21 de janeiro de 2008

Neste dia em que acabam as minha férias,

acordo com a sensação de que falo

todas as línguas do mundo,

menos a que cresceu comigo,

que deu voz às minhas alegrias

e realidade ao universo em que sempre vivi.

Não consigo me comunicar com meus familiares,

com a realidade que me circunscreve,

com a anarquia dos meios de comunicação,

com.


A poesia é uma procura — de um lugar, de uma ordem,

de um Reino, ou mesmo de um desastre infernal

a nos comer eternamente o fígado.

Todo homem está numa procura.

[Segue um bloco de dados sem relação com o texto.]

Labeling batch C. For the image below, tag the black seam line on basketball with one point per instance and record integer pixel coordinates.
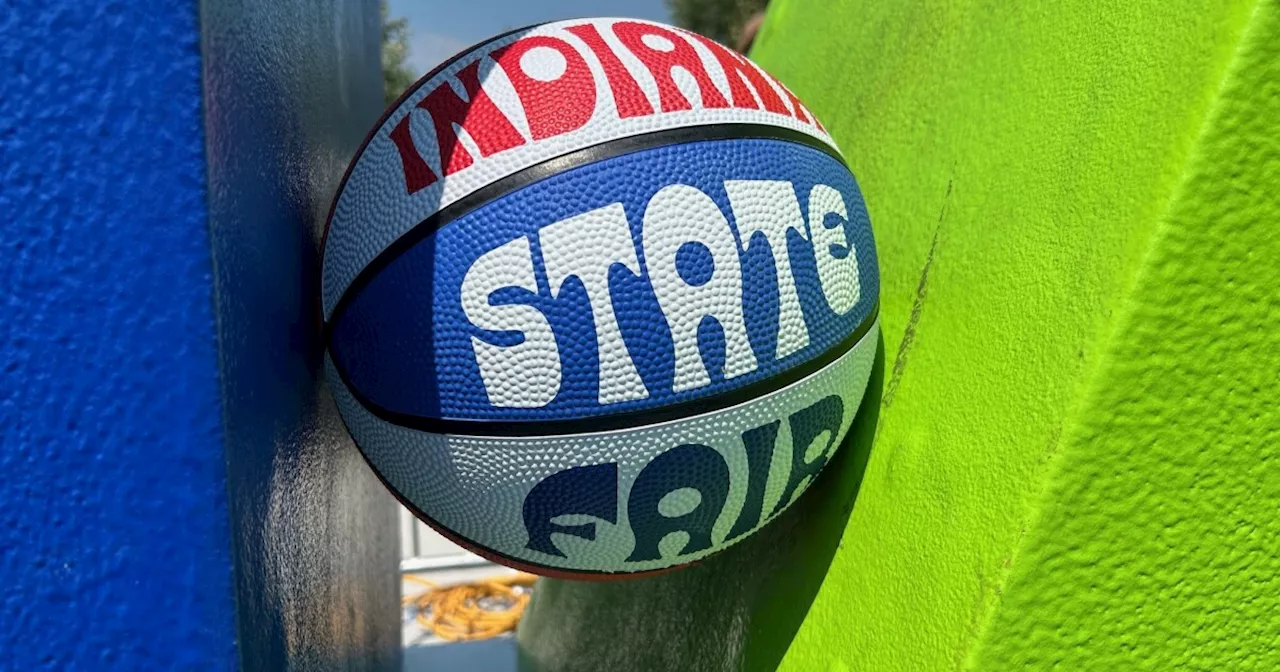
(616, 421)
(553, 167)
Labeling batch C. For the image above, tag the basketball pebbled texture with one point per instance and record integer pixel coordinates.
(599, 296)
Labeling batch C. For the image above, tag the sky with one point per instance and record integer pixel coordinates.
(439, 28)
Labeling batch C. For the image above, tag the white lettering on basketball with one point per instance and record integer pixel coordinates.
(528, 374)
(681, 214)
(769, 208)
(837, 274)
(586, 246)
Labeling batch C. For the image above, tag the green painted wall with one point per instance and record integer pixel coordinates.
(1077, 206)
(1078, 214)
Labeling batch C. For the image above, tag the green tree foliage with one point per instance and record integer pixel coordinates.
(720, 19)
(397, 74)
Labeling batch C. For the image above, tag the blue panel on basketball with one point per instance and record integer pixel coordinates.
(405, 343)
(588, 323)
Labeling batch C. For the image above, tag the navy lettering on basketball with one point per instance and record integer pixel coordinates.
(590, 490)
(685, 467)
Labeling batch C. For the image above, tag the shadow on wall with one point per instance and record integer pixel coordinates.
(737, 609)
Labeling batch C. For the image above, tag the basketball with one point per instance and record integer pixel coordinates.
(599, 297)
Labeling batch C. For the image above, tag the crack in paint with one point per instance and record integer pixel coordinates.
(922, 291)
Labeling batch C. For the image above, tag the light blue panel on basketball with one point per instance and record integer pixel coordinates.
(406, 346)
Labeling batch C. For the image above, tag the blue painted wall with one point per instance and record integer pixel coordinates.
(176, 492)
(113, 498)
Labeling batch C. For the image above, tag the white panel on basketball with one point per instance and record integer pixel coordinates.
(476, 487)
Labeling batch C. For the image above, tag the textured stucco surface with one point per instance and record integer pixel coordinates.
(113, 499)
(291, 88)
(1075, 209)
(1156, 545)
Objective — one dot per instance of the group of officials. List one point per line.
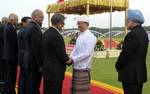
(44, 54)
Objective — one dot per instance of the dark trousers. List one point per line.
(33, 81)
(22, 80)
(132, 88)
(2, 75)
(53, 87)
(10, 80)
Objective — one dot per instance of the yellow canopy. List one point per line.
(80, 6)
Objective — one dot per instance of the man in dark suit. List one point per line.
(21, 45)
(10, 54)
(131, 64)
(2, 63)
(32, 56)
(54, 56)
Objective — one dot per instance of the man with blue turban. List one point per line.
(131, 64)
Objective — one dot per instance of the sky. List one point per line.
(25, 7)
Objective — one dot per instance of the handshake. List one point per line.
(69, 62)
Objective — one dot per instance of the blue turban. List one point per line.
(135, 15)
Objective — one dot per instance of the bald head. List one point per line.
(37, 16)
(4, 20)
(13, 18)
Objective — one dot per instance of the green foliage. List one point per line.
(99, 46)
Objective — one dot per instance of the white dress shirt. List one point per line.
(83, 52)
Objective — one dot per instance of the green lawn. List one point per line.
(103, 70)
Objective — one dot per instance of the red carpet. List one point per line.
(66, 87)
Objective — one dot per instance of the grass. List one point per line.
(103, 70)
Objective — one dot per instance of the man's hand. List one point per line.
(69, 62)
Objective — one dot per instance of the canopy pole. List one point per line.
(110, 27)
(49, 20)
(87, 8)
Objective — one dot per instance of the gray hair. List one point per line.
(56, 18)
(35, 13)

De si mesmo, de um lugar.

A procura dos limões para o olhar,

dos girassóis para o sol das manhãs.

Uma frágil mão para fortalecer a nossa frágil mão.

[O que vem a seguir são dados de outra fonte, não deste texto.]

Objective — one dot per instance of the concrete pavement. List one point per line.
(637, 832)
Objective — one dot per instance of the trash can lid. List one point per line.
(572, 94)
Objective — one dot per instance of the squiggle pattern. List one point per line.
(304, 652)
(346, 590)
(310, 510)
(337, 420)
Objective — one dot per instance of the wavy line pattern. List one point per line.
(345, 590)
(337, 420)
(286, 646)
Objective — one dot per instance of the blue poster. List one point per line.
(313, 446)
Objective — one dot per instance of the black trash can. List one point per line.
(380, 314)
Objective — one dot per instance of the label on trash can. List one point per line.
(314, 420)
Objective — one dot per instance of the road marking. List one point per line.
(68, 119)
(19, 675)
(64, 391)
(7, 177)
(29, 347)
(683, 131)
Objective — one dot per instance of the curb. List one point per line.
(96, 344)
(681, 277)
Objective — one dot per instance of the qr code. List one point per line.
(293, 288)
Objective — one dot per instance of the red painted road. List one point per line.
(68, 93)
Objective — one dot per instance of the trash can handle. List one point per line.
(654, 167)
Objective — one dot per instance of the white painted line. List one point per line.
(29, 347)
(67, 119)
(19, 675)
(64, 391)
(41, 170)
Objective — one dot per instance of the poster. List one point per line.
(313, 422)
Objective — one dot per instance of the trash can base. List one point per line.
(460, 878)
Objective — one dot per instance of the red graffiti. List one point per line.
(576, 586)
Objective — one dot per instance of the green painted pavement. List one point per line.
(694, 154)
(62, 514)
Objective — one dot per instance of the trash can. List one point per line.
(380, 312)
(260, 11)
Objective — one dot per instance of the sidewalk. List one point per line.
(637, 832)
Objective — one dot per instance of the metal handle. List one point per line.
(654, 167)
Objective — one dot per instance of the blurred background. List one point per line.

A partir da tradução de Octavio Paz,

deixo aqui a minha versão do poema que Czeslaw Milosz

dedicou ao poeta hindu Raja Rao,

que trata desta universal procura.


Raja Rao, como gostaria de saber
a causa desta enfermidade.

Anos a fio não pude aceitar
que onde estava era meu recanto.
Em outra parte estava meu lugar.

A cidade, as árvores,
as vozes dos homens,
não eram, não estavam.
Vivia num eterno partir.

Noutro lado havia uma cidade real,
árvores reais, vozes, amizade, amor, presenças.

Atribubue, se quiseres, este caso peculiar,
à borda da esquizofrenia,
à messiânica esperança
de minha civilização.

Infeliz sob a tirania,
infeliz na república:
numa, suspirava pela liberdade;
noutra, pelo fim da corrupção.

Construía em minha alma uma cidade,
permanente, às pressas desterrada.

Por fim aprendia a dizer: esta é minha casa,
aqui, diante da chama do crepúsculo marinho,
nesta margem à beira de tua Ásia,
nesta república moderadamente corrompida.

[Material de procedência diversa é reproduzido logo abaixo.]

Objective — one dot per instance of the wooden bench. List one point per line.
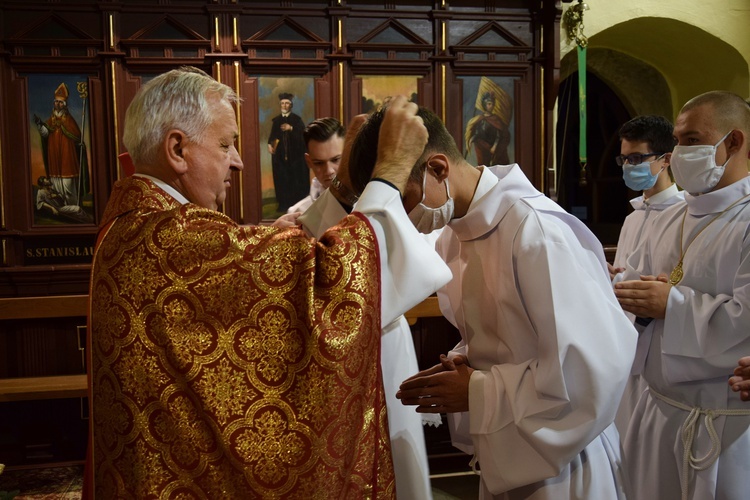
(52, 387)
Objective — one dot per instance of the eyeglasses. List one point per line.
(634, 159)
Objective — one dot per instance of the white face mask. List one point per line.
(695, 169)
(427, 219)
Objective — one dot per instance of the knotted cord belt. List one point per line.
(689, 430)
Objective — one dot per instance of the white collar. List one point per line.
(166, 187)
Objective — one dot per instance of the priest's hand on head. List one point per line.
(444, 388)
(646, 298)
(401, 142)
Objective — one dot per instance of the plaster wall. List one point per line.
(697, 45)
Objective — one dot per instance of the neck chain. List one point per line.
(676, 275)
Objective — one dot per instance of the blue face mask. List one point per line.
(639, 177)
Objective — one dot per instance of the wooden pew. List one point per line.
(51, 387)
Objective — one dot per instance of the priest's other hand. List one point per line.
(646, 298)
(444, 388)
(740, 382)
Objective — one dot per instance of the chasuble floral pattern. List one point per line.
(234, 362)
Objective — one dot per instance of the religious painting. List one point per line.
(375, 88)
(285, 105)
(60, 140)
(489, 126)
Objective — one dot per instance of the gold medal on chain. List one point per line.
(676, 275)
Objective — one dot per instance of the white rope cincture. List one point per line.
(689, 431)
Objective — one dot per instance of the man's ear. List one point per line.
(439, 165)
(735, 141)
(174, 142)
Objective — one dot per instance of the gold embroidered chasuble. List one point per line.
(233, 362)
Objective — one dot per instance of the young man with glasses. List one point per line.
(646, 144)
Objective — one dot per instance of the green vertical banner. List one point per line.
(582, 110)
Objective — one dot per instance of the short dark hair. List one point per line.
(655, 130)
(322, 129)
(364, 151)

Raja, nada disto me curou,
de meu pecado, de minha vergonha.
A vergonha de não ser
aquele que pude ser.

A imagem de meu ser
cresce gigantesca no muro
e esmaga minha sombra miserável.

Por isso acredito no Pecado Original,
que não é outra coisa senão a primeira
vitória sobre o eu.

“Atormentado pelo eu e pela traição”:
te dou, como vês, um fácil argumento.

Ouvi que falavas em libertação:
idêntica à de Sócrates
a sabedoria de teu guru.

Não, Raja, eu devo começar
a partir do que sou.
Sou os monstros que habitam meus sonho,
os monstros que me ensinam quem sou eu.

Se estou enfermo, quem pode dizer
que o homem é uma criatura sã?

A Grécia tinha que perder, sua pura inocência,
tinha que se tornar mais intensa nossa agonia.

Precisávamos de um Deus que nos amasse,
não na glória da beatitude: em nossa fraqueza.

Não há alívio, Raja,
meu destino é agonia e luta,
abjeção, amor e ódio a mim mesmo:
Orar pelo Reino Eterno e ler Pascal.